Referred specimens: URCA-H 9835-9836 (juveniles) collected at Serra de Maranguape , municipality of Maranguape, state of Ceará, Brazil ; URCA-H 6981-6983 , 12287 collected at municipality of Ipu , state of Ceará ; MNRJ 55882-55883 View Materials collected at Serra da Aratanha , municipality of Pacatuba, state of Ceará, Brazil ; MNRJ 55884 View Materials collected at Serra da Ubatuba , municipality of Granja, state of Ceará, Brazil ; CHFURG 2119-23 collected at Sítio São José, municipality of Guaramiranga , state of Ceará, Brazil .
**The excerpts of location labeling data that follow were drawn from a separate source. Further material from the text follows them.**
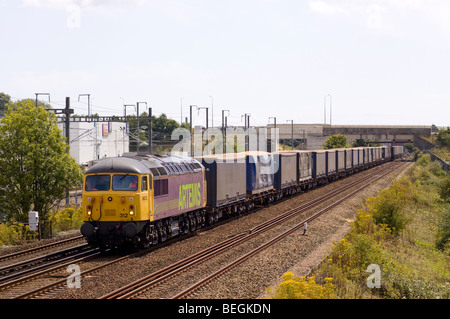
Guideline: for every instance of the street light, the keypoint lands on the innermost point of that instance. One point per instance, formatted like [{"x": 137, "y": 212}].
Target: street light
[
  {"x": 89, "y": 102},
  {"x": 324, "y": 108},
  {"x": 212, "y": 111},
  {"x": 139, "y": 138},
  {"x": 42, "y": 94},
  {"x": 224, "y": 127},
  {"x": 292, "y": 132},
  {"x": 190, "y": 127}
]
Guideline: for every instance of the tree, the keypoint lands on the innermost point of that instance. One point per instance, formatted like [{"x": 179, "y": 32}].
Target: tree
[
  {"x": 34, "y": 160},
  {"x": 444, "y": 137},
  {"x": 4, "y": 99},
  {"x": 335, "y": 141}
]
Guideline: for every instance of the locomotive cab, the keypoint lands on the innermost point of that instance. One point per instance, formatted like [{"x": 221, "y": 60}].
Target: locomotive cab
[{"x": 117, "y": 203}]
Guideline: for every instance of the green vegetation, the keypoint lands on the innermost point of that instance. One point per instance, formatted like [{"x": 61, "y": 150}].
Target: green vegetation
[
  {"x": 443, "y": 137},
  {"x": 404, "y": 230},
  {"x": 335, "y": 141}
]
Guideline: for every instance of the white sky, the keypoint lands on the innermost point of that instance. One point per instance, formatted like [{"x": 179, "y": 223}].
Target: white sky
[{"x": 382, "y": 61}]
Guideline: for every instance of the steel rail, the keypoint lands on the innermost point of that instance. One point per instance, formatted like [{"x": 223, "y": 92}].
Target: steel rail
[
  {"x": 158, "y": 276},
  {"x": 243, "y": 258},
  {"x": 31, "y": 250}
]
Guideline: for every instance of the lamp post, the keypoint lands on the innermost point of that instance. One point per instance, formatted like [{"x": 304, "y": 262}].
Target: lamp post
[
  {"x": 224, "y": 128},
  {"x": 324, "y": 108},
  {"x": 190, "y": 127},
  {"x": 292, "y": 133},
  {"x": 139, "y": 138},
  {"x": 212, "y": 111},
  {"x": 37, "y": 94},
  {"x": 89, "y": 102}
]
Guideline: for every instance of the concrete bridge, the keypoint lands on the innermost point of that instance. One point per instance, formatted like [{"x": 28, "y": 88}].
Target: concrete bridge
[{"x": 314, "y": 135}]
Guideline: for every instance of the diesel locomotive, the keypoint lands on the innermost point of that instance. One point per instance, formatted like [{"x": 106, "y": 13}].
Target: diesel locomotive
[{"x": 143, "y": 200}]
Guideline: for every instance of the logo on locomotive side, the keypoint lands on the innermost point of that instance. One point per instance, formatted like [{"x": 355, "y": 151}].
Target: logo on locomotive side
[{"x": 189, "y": 196}]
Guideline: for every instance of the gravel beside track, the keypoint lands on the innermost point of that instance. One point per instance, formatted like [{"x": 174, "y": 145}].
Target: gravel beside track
[{"x": 250, "y": 279}]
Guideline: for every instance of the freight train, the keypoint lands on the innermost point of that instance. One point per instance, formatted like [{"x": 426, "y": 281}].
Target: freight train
[{"x": 143, "y": 200}]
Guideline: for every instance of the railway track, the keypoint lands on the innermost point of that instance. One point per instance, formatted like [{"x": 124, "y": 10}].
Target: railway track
[
  {"x": 43, "y": 281},
  {"x": 159, "y": 277},
  {"x": 39, "y": 248}
]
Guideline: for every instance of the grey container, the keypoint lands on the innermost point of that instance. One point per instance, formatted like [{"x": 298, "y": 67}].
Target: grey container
[
  {"x": 340, "y": 159},
  {"x": 319, "y": 164},
  {"x": 225, "y": 179},
  {"x": 331, "y": 162},
  {"x": 305, "y": 165},
  {"x": 286, "y": 174}
]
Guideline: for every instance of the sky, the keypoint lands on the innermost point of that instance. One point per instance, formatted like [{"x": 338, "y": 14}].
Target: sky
[{"x": 374, "y": 62}]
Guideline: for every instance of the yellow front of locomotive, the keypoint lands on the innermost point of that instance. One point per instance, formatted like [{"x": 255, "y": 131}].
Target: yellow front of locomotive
[
  {"x": 112, "y": 197},
  {"x": 116, "y": 206}
]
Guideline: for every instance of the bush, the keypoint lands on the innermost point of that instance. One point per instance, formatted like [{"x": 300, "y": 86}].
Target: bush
[
  {"x": 67, "y": 219},
  {"x": 443, "y": 241},
  {"x": 444, "y": 188},
  {"x": 389, "y": 206},
  {"x": 15, "y": 234},
  {"x": 293, "y": 287}
]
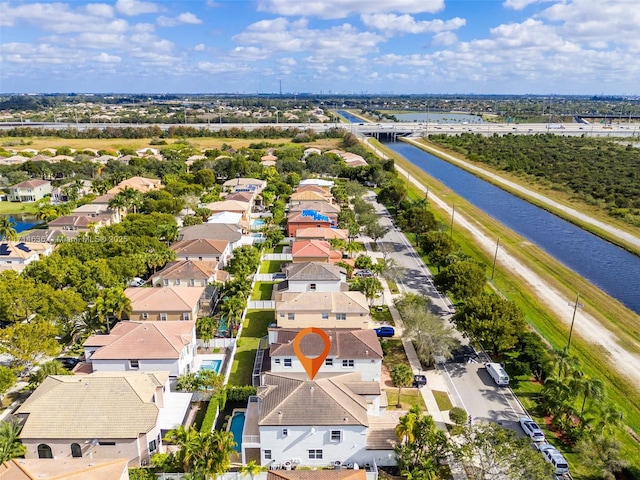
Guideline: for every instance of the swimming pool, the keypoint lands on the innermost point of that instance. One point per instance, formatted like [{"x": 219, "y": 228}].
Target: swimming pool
[
  {"x": 236, "y": 425},
  {"x": 214, "y": 365}
]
Definition. Pristimantis relictus sp. nov. is diagnosed by the following combination of characters: (1) dorsal skin shagreen with small scattered tubercles; (2) ventral skin areolate; (3) dorsolateral fold absent; (4) discoidal fold present; (5) tarsal fold present; (6) lateral fringes absent on fingers, narrow on toes; (7) vocal slits present in males; (8) advertisement call composed of 1–8 pulsed notes (2–5 pulses per note), note rate of 0.5–2.2 notes per second, call duration 20–660 ms, fundamental frequency located at the first energy band between 1895–2153 Hz and dominant frequency located at the second energy band between 3617–4220 Hz; (9) in life dorsum coloration dark brown to yellowish-brown, with presence of dark brown chevrons and black spots in some individuals, transversal brown bars on legs and arms; (10) immaculate cream-colored pattern of concealed surfaces of thighs; (11) presence of a dark brown stripe from tip of snout to eye, including inter-nostril area, and a dark brown interorbital bar; (12) supratympanic fold bold, black; (13) gular region yellowish; (14) iris color cooper with brown reticulations.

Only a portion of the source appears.